The Board of Health continued to support the Berkshire Mosquito Control Project despite opposition from some residents.
PITTSFIELD, Mass. — The Board of Health has its scientific studies; residents have theirs.
Either way, the city will continue to drive a truck spraying adulticide in targeted areas to kill mosquitoes.
The city joined the Berkshire County Mosquito Control Project in 2010 in an attempt to combat such disease as West Nile virus and eastern equine encephalitis.
The control program calls for spraying "Duet" adulticide under certain circumstances. Many residents oppose the use of the chemicals and called for other options — such as the installation of bat houses.
"It is not even killing the mosquito," resident Nicki Kusek told the Board of Health. "The money being spent on this would be better spent on other ways to control the mosquito."

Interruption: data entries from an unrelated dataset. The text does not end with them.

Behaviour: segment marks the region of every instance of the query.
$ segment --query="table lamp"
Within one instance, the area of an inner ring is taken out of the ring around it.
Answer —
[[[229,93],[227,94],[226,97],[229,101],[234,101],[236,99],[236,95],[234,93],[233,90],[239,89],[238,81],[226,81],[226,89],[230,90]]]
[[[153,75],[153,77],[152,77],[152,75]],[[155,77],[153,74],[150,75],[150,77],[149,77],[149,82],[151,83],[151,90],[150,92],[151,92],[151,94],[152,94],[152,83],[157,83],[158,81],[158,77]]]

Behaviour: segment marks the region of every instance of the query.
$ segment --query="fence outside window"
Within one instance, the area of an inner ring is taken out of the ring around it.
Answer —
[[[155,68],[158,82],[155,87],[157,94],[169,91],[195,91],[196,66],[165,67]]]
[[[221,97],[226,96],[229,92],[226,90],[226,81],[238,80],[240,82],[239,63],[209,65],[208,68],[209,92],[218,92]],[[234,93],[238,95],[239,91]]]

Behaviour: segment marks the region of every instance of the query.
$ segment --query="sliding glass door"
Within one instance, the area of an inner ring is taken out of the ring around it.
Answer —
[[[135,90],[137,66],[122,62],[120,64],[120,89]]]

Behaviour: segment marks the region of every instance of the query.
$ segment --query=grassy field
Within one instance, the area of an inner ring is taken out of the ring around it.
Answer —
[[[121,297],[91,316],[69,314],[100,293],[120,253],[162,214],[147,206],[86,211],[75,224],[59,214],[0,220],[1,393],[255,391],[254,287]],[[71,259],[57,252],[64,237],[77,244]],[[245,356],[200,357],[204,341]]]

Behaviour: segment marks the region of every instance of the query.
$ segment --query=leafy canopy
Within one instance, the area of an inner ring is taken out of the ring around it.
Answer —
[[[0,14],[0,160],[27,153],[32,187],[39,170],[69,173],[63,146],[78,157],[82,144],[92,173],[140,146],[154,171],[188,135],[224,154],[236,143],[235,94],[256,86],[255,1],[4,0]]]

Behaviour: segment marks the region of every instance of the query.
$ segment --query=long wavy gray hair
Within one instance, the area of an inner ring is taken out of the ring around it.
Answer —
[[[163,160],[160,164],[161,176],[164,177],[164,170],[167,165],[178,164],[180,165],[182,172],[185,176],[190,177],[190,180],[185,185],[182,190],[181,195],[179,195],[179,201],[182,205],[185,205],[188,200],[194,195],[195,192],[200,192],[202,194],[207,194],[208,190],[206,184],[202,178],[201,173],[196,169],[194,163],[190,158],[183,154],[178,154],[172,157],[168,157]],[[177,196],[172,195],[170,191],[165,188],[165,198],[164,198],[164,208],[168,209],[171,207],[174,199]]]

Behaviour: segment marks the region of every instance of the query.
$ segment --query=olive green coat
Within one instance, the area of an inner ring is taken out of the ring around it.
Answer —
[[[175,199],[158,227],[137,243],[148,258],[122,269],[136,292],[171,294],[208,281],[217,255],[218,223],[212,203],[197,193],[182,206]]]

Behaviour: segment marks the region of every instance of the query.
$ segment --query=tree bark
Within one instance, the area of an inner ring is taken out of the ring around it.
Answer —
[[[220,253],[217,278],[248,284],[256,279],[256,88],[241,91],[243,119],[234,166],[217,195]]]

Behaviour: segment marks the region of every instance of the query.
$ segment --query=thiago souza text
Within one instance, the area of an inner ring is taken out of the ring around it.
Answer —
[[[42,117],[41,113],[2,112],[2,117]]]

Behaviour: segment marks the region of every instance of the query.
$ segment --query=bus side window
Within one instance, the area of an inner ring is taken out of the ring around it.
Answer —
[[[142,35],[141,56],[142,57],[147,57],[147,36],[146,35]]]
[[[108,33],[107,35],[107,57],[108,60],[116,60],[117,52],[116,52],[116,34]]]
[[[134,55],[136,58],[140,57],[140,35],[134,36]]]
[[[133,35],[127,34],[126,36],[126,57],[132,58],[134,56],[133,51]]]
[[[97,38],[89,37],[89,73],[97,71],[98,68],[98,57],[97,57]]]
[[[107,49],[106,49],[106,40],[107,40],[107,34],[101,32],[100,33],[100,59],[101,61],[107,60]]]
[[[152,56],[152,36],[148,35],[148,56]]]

The program does have an opt-out clause, allowing residents to keep their property from being sprayed. However, residents are calling to end the program altogether.
"I shouldn't have to worry about the chemicals in my yard, going into my garden if it is something I don't want," said resident Stephanie Aube. "It should be on an opt-in basis."
A group of residents have continually opposed the use of the chemical citing an array of studies claiming it not only causes health problems regarding childhood development and wildlife reproduction, but that it doesn't kill mosquitoes as much as it is portrayed to.
"Not only are the ingredients in Duet proven to be harmful to our wetlands, bees and ecosystems but they are proven to cause developmental delays in small children similar to lead poisoning. And they are scientifically proven not to work," reads a letter to the board from resident Kathy Lloyd.
"The EPA has no jurisdiction and should certainly not have the final say in what is safe in our town. We have historical proof of them being wrong time and time again and our friends and neighbors have paid the price with their lives from PCB exposure, which the EPA also said was safe for many years."
Lloyd has twice submitted petitions opposing the adulticide application — one bearing the names of more than 200 people and a more recent with 60 signatures.
While those in opposition have their studies to cite, the Board of Health has its and a 40-year history of the product being used.
The board members responded to the opposition Wednesday saying the application is the last resort in a tiered program. There are certain thresholds of mosquito populations and/or disease that triggers the spraying, they said.
"This is thought out. We speak with Chris about it every year. In the winter, we look at the previous year's effect. We've been pretty good with the reduction of triple E and West Nile virus," said Jay Green, who said EEE has a 50 percent mortality rate so preventing that from spreading is of high concern.
The project recently began spraying in areas with high mosquito populations while no diseases have been confirmed — and some residents want the spraying program.
Kenilworth Street resident Sharon Shields attended Wednesday's meeting asking for her neighborhood to be sprayed. She told the board that the mosquito population in that area is overwhelming.
"We can't go outside," she said. "I am begging you to come spray those neighborhoods."
City Council Vice President Chris Connell said he has received "outcry" from residents in the Williams Street area asking for the spraying because the insect population is so high. Meanwhile, he said no one had contacted him in opposition.
Berkshire Mosquito Control Project Superintendent Christopher Horton said there is a population boom in mosquitoes right now because of recent flooding. Horton said mosquitoes lay eggs in the flood plain of the Housatonic River and when it floods, all of the eggs hatch at once.
Horton said he's received more than 100 requests for spraying from neighborhoods near the floodplains.
Residents opposing the spray are using "flawed" research, he said, by citing studies that looked at different chemicals, measured exposure at a higher rate or even studied indoor applications.
"There is research that says it works and that is what we are using," Horton said. "To say our products are dangerous and our methods are ineffective wouldn't stand a real review."
Simply put, Horton said the spread of malaria or yellow fever would never have been stopped without mosquito control programs. And after years of Duet being used, by now the concerns have been fleshed out, he said.
"There has been ample time for concerns to be fleshed out," Horton said. "That's been a long time that this stuff has been used and it has been used across the country."
Board member Cynthia Geyer said studies also show that the application has stopped outbreaks of diseases and a 2005 World Health Organization report shows there are no long-term health concerns.
With that, the Board of Health said it will continue to use the sprays to combat mosquitoes. The board expects to announce another round of spraying in the coming weeks. The sprayings are done overnight.